In the depths of the quarry, the group encountered something unexpected: stone children, small granite figures, hammering at the cave walls. The dry, rhythmic sound echoed through the passages, accompanied by short, sharp cries whenever one of them broke or hurt itself. Each hammer strike made the ground tremble, as if the very heart of the quarry was beating with them.

For a brief moment, the adventurers hesitated. The stone children were no conventional enemies; they were trapped in an endless cycle of labor, condemned to dig without rest. Instead of confronting them, the group, with some effort, managed to convince them to play. The children led them even deeper, to the heart of the quarry.

There, bathed in a supernatural glow, was a colossal ruby. The light emanating from the stone seemed to pulse with its own life. Obeha was the first to succumb to temptation. He approached it, his hand trembling but his eyes fixed on the ruby. In his mind, he saw himself finally gaining the respect he so longed for. The moment he touched the stone, a chill coursed through his body, and the transformation began. His fingers hardened, his skin turned to granite. He was now part of the quarry, a living statue, yet another guardian condemned by the curse of that place.
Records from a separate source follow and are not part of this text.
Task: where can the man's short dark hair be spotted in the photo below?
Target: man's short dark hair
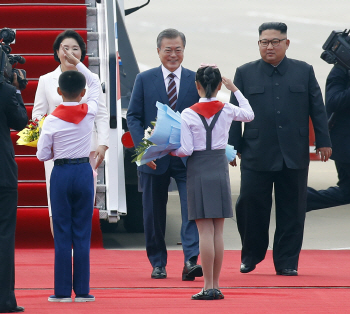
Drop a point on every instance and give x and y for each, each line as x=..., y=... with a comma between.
x=278, y=26
x=71, y=83
x=170, y=33
x=69, y=33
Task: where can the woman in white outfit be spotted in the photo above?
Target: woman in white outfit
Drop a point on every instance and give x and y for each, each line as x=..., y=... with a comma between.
x=47, y=99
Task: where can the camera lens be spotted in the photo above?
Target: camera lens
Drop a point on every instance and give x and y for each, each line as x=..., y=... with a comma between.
x=8, y=35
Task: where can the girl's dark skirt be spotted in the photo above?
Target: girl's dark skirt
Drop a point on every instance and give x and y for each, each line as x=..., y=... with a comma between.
x=208, y=185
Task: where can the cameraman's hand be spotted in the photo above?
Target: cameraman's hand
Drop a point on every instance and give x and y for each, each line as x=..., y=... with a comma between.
x=70, y=57
x=15, y=80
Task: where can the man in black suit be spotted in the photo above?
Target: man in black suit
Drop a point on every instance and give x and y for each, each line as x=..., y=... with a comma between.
x=154, y=85
x=12, y=115
x=274, y=150
x=337, y=107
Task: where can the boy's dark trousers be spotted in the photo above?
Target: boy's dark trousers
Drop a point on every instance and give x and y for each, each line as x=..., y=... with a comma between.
x=72, y=195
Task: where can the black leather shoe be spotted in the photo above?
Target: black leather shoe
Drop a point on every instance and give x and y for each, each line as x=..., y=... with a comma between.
x=218, y=294
x=208, y=294
x=15, y=310
x=158, y=273
x=246, y=268
x=191, y=270
x=287, y=272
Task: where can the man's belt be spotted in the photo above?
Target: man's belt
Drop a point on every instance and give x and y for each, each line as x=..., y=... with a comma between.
x=60, y=162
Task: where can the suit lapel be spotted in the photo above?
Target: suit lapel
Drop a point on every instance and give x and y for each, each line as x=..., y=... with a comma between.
x=158, y=81
x=185, y=83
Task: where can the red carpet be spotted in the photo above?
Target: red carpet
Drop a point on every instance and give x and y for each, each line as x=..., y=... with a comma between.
x=121, y=283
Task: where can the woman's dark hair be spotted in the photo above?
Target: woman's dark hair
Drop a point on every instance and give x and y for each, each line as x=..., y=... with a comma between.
x=71, y=83
x=277, y=26
x=209, y=78
x=69, y=33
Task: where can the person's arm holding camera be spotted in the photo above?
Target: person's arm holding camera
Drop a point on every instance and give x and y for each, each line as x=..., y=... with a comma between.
x=16, y=112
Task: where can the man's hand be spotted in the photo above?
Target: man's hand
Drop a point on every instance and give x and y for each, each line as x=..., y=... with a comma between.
x=15, y=80
x=324, y=153
x=152, y=165
x=100, y=154
x=70, y=57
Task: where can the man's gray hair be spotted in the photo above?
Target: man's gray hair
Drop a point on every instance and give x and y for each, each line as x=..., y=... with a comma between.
x=170, y=33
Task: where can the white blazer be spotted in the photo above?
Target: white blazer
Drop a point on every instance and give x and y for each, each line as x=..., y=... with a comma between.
x=47, y=99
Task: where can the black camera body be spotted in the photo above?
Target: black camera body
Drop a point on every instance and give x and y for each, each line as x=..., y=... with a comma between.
x=337, y=49
x=7, y=60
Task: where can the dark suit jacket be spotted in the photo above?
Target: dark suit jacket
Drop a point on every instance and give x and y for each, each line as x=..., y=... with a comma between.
x=338, y=102
x=282, y=99
x=13, y=115
x=149, y=88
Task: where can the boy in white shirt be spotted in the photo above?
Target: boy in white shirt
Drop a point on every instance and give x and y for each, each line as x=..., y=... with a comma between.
x=65, y=138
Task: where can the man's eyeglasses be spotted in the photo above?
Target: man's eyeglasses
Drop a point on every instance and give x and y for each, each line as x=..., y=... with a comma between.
x=177, y=51
x=274, y=42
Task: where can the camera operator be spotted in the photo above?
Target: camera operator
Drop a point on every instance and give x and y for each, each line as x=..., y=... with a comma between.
x=338, y=110
x=13, y=115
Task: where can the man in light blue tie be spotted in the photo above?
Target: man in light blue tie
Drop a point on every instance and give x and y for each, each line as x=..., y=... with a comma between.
x=174, y=85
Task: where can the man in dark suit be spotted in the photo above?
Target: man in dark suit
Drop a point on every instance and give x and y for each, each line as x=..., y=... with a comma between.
x=12, y=115
x=274, y=150
x=337, y=106
x=158, y=85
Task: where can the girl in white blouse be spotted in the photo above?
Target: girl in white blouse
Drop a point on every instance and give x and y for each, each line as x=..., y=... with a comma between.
x=204, y=135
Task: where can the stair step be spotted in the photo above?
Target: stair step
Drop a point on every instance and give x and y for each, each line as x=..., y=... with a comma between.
x=36, y=66
x=30, y=168
x=46, y=1
x=32, y=194
x=51, y=16
x=38, y=42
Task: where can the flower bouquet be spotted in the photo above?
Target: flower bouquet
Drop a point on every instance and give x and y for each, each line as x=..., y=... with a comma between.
x=29, y=136
x=165, y=137
x=162, y=139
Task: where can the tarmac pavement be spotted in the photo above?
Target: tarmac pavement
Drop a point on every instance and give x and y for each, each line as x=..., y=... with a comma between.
x=225, y=32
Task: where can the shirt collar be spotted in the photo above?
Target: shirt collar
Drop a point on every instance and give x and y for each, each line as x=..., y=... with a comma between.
x=70, y=103
x=166, y=72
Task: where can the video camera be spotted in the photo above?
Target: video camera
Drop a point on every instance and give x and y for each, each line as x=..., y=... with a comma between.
x=7, y=36
x=337, y=49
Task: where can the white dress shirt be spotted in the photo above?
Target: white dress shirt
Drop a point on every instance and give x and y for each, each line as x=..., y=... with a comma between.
x=193, y=133
x=62, y=139
x=47, y=99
Mahera, watching the scene coldly, decided the giant ruby wasn’t worth the risk. While the children played tirelessly around him, he began gathering small ruby fragments that had fallen from the veins in the walls. His only thought was of the fortune awaiting him at the surface. He ignored the subtle tremors that ran through the ground and the whispers that seemed to echo from the depths. Satisfied with the weight of rubies in his pockets, he began the slow ascent back, oblivious to signs that something much greater and more dangerous was coming.

Kel, however, saw in the stone children an opportunity. An army of small granite beings molded to his will was all he needed to claim the power he desired. He believed he could control them, that he could shape them into tools for his own ends. But time is a strange thing in the depths of the earth. Kel never fulfilled his dream. He remained there, forever, playing with the stone children, his mind trapped in an illusion of glory that would never arrive. As for the chapter in Coimbra and the power he sought, all of it dissolved in the shadows of the quarry.

Elísio, the mystic miner, looked upon it all with unshakable faith. He believed that the events in the quarry were orchestrated by God. To him, the stone children, the ruby, and even Obeha’s transformation were divine signs, gifts he was to bring back to the chapter in Coimbra as blessed offerings. He was certain the chapter would see God’s truth reflected in the stones and that he would be the bearer of this sacred revelation. When he returned to Coimbra, Elísio was dismissed as a heretic, a storyteller.

And so, each of them went their way—some trapped forever, others carrying their greed or faith back to the surface. But the quarry remained there, alive and vigilant, waiting for the next who would dare to profane its secrets.